The caller will then request that the victim wire money via "Western Union" or purchase gift cards and provide the caller with numbers on the back of the cards over the phone. Their goal is to trick you into thinking that a family member is in danger or in a financial predicament, causing you to fear for their safety. They prey on your concern and hope you will send the information or money to avoid any further conflict.
These scammers will often use a ploy to make you believe that their scam is legitimate. They will have another person, youthful sounding in the background scream as if they are in distress, making the situation more realistic. The caller will often tell the victim to not hang up or there will be consequences. Most of the information the caller uses in this ruse is usually obtained through Social Media accounts the victim or family members have. They gather information to show their credibility.
Avoid Being a Victim
If someone calls or sends you text messages claiming to be a family member in need of money:
- Resist the urge to act immediately, no matter how dramatic their story
- Try and verify the callers identify by asking personal questions that a stranger couldn't possibly know.

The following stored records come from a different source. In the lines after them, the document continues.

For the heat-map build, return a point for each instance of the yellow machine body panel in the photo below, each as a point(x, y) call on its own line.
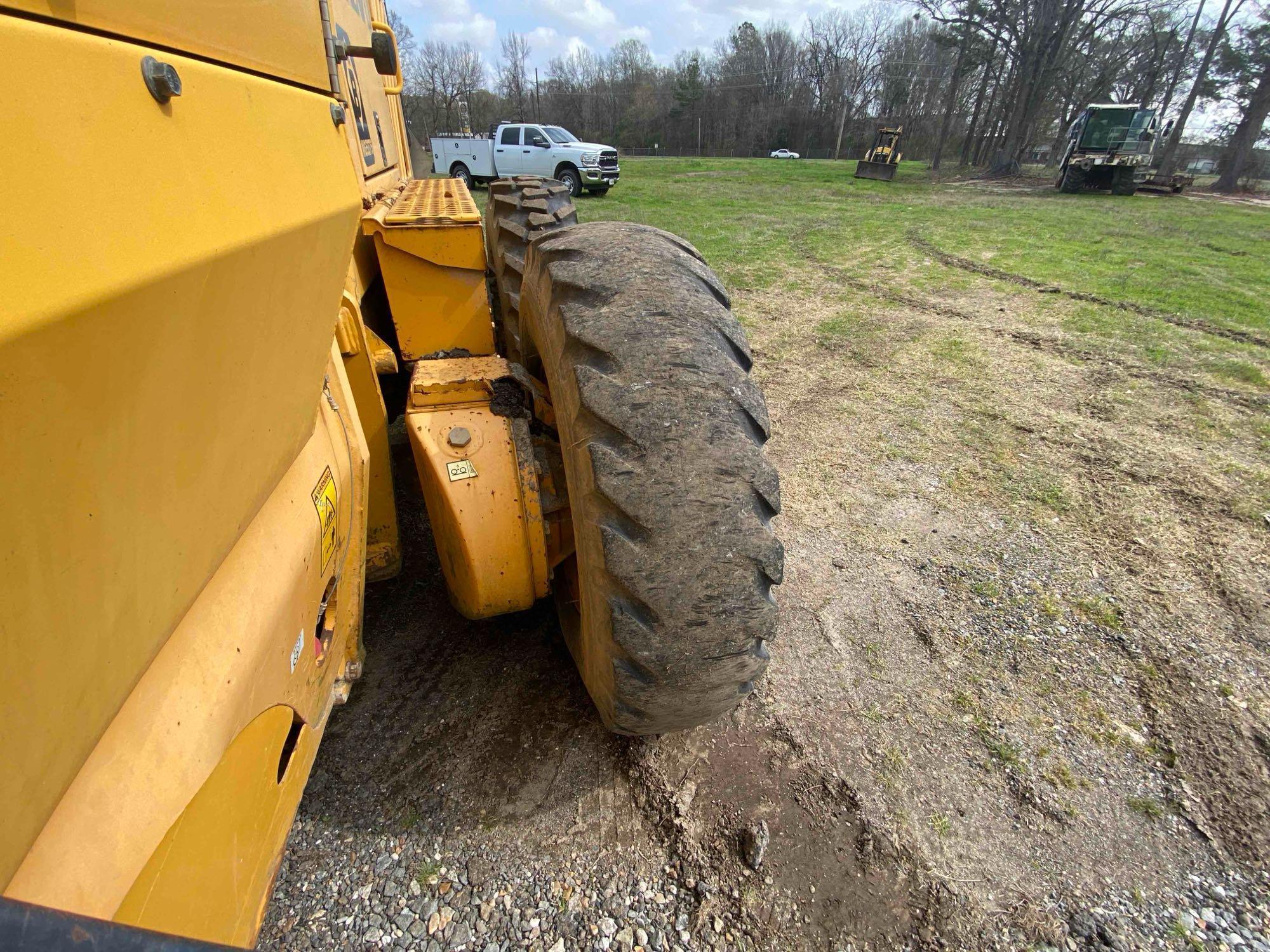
point(192, 885)
point(373, 119)
point(280, 37)
point(251, 642)
point(162, 355)
point(479, 482)
point(432, 255)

- Call your family member and check on their well being.
- Even if you're told to keep it a secret, call another family member to verify the story.
- Don't wire money; don't send a check and don't send a money order.
- Report possible fraud at ftc.gov/complaint or by calling 1-877-FTC-HELP.
- Call your local police department.
Scammers use tricks; they easily impersonate your loved ones. It's very easy for scammers to impersonate someone. Social networking sites make it easy for scammers to find out personal information about you and your family. Scammers will often hack into e-mail accounts of someone you know to gather information, they may also use someone else to act as an authority figure, such as an attorney or a police officer.
Scammers play on your emotions. They are counting on your love for your family members and your willingness to help them. Con artists may impersonate grandchildren in distress to scare grandparents into sending money. This is often referred to as the "Grandparent Scam."
Scammers will often swear you to secrecy to keep you from checking out their story. Often times, victims don't realize they have been duped for a day or two. Usually not until they talk to their actual family member or friend.Scammers insist and pressure you to send money through a money transfer because as soon as it's sent, it's like sending cash. Once you send the money, it can't be traced and you won't get it back.